制御系が安全装置で停止しているだけだ。無理に動かすより、復旧を待った方がいい。幸いにも救難信号は生きてる。きっと仲間たちが探しに来てくれるさ」


 ——————

 

 その頃。

 連合国軍は周辺一帯を警戒しながら捜索を続けていた。艦長は険しい顔で地図を見つめる。すると乗組員の一人が言いづらそうに申し出た。


「艦長。やはり捜索は後回しの方が……近くに帝国軍もいますし」


 すると艦長は、彼を見て安心させるようにきっぱりと伝えた。

 

「大丈夫だ。帝国軍も焦っているはずだ。この状況は向こうにとっても想定外だからな」


 予想は当たっていた。

 帝国軍旗艦。

 上官は机を叩き、部下たちを怒鳴る。


「必ず女を探し出せ!命令だ!」


 その声には、苛立ちだけでなく焦燥も滲んでいた。


 ——————

 

 静寂だけが支配する洞窟。

 不安そうなリリーを見て、俺はぽつりと昔話を始めた。


「昔、任務中に死にかけたことがあったんだ」


 操縦技術には絶対の自信があった。

 だから油断した。

 撤退する敵を深追いし、気づけば逆に包囲されていた。

 機体は穴だらけになりながらも味方陣地へ帰還。
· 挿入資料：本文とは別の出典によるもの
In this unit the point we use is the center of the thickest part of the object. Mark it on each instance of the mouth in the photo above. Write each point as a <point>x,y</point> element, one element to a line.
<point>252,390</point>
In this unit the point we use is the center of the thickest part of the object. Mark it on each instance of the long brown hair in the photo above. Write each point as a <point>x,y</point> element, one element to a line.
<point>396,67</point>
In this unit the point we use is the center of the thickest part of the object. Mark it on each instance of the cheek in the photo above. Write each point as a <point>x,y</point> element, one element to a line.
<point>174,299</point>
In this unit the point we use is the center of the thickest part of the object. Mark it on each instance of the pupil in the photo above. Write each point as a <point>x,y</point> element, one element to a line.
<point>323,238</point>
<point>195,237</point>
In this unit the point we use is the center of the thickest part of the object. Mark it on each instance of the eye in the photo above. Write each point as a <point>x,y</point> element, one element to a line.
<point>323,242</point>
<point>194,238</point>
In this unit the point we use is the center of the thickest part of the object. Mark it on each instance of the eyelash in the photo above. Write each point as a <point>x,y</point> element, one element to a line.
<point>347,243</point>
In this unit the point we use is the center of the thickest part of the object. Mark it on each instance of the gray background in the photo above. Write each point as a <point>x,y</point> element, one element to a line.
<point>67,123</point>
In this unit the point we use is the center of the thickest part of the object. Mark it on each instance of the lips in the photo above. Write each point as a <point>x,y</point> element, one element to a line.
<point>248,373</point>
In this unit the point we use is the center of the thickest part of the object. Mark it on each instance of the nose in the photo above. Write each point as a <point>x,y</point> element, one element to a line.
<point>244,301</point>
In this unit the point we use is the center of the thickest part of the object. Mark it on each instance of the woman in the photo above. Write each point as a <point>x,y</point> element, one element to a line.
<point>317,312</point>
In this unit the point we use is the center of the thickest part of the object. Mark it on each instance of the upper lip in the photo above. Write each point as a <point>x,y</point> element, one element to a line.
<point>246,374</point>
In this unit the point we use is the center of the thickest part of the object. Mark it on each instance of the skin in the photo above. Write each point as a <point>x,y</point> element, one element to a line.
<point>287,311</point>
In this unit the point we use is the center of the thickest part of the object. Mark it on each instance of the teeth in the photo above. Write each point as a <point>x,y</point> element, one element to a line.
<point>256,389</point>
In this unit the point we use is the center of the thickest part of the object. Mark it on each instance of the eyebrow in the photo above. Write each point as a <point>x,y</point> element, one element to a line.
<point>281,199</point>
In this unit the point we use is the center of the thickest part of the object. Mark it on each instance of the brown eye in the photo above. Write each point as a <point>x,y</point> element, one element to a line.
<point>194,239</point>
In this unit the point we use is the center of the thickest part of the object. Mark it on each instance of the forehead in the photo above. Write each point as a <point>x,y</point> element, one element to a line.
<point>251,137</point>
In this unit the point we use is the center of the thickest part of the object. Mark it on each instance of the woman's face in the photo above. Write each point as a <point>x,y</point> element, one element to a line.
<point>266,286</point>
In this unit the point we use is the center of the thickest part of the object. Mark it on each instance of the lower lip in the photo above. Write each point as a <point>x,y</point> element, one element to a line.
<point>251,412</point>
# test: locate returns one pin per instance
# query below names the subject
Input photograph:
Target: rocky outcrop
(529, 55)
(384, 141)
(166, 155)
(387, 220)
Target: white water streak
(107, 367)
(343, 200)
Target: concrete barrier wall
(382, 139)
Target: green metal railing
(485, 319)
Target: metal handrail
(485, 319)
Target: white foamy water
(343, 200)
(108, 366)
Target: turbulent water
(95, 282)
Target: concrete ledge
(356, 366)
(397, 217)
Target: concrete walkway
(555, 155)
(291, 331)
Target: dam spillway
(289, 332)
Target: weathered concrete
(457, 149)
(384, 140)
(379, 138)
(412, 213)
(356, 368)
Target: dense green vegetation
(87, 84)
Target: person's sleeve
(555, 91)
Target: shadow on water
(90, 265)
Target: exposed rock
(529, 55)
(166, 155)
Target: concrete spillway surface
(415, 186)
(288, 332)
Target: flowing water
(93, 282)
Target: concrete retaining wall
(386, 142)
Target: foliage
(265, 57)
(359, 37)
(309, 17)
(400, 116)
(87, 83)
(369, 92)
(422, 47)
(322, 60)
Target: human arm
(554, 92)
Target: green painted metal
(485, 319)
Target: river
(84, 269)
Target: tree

そこで力尽き、三日間眠り続けた。


「目が覚めたら、ソフィーが大泣きでな」

「俺の顔を見るなり泣き崩れて。あんな姿は後にも先にも一度きりだった」


 少し笑う。


「妻も泣くのをこらえてた。あの時ようやく、自分がどれだけ心配をかけたか理解した」


 話を聞き終えたリリーは、小さくうなずく。


「だから、私の護衛も最初は断ったんだね」

「——あぁ」

 


 沈黙が落ちる。

 空気を変えようと、俺は立ち上がった。


「確か、機体内に非常食があったはずだ」


 その拍子に。

 カチャン。

 

 機体の鍵がズボンのポケットから滑り落ちた。小石だらけの地面へ転がり、闇に消える。


「最悪だ……」


 しゃがみ込んで探していると、リリーが静かに言った。


「ちょっと待ってて」


 そういうと、彼女は静かに立ち上がり、そっと自分の両手を握りしめる。

 次の瞬間。


 小さく輝きを放ちながら掌の上に、結晶が現れた。

 柔らかな輝きを放つそれは、彩晶に似ていた。


 リリーはしゃがみ込み、その光で足元を照らした。

 そして、落ちた鍵を浮かび上がらせ、オスカーに鍵を渡した。


「はい」


 俺はリリーの手から鍵を受け取った。

 息をのむ俺に、リリーは少し寂しそうに微笑んだ。


「……これが、私が帝国軍に追われている理由」


 洞窟の暗闇の中、リリーの掌の上だけは淡い光を宿していた。

 俺はその淡い輝きから目を離せなかった。

 帝国軍が血眼になって追う理由が、ようやく分かった気がした。